What is the difference between deterministic and probabilistic AI security?
Deterministic AI security produces the same decision for the same input every time with a 0% error rate. Probabilistic AI security uses LLM inference to evaluate safety, with an inherent, irreducible error rate. This distinction is the single most important concept in AI agent governance.
Probabilistic security (LLM-as-Judge, AI guardrails):
- Uses a model to evaluate another model's output
- 50-200ms evaluation latency per check
- 1-10% error rate (false positives AND false negatives)

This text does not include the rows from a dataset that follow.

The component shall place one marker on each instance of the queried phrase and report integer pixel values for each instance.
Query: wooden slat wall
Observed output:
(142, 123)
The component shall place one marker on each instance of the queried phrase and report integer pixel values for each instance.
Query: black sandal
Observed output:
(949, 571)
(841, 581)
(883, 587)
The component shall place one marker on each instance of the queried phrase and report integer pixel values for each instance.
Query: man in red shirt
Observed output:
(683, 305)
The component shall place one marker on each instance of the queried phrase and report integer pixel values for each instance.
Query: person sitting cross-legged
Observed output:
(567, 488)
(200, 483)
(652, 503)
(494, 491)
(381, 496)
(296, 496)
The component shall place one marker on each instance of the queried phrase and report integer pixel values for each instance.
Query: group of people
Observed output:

- Can itself be prompt-injected
- Results vary with temperature, sampling, and context
- Cannot be formally verified or tested exhaustively
Deterministic security (Exogram):
- Uses code-based policy gates to evaluate actions
- 0.07ms evaluation latency
- 0% error rate — same input always produces same output
- Cannot be prompt-injected (it's code, not a model)
- No temperature, no sampling, no probability distributions
- Can be formally verified, unit tested, and documented for compliance
The emerging industry consensus: "Deterministic security provides the foundation necessary for auditability and trust, while probabilistic guardrails provide the agility needed to handle the complexities of generative AI." Use both — but make deterministic enforcement your foundation, not your afterthought.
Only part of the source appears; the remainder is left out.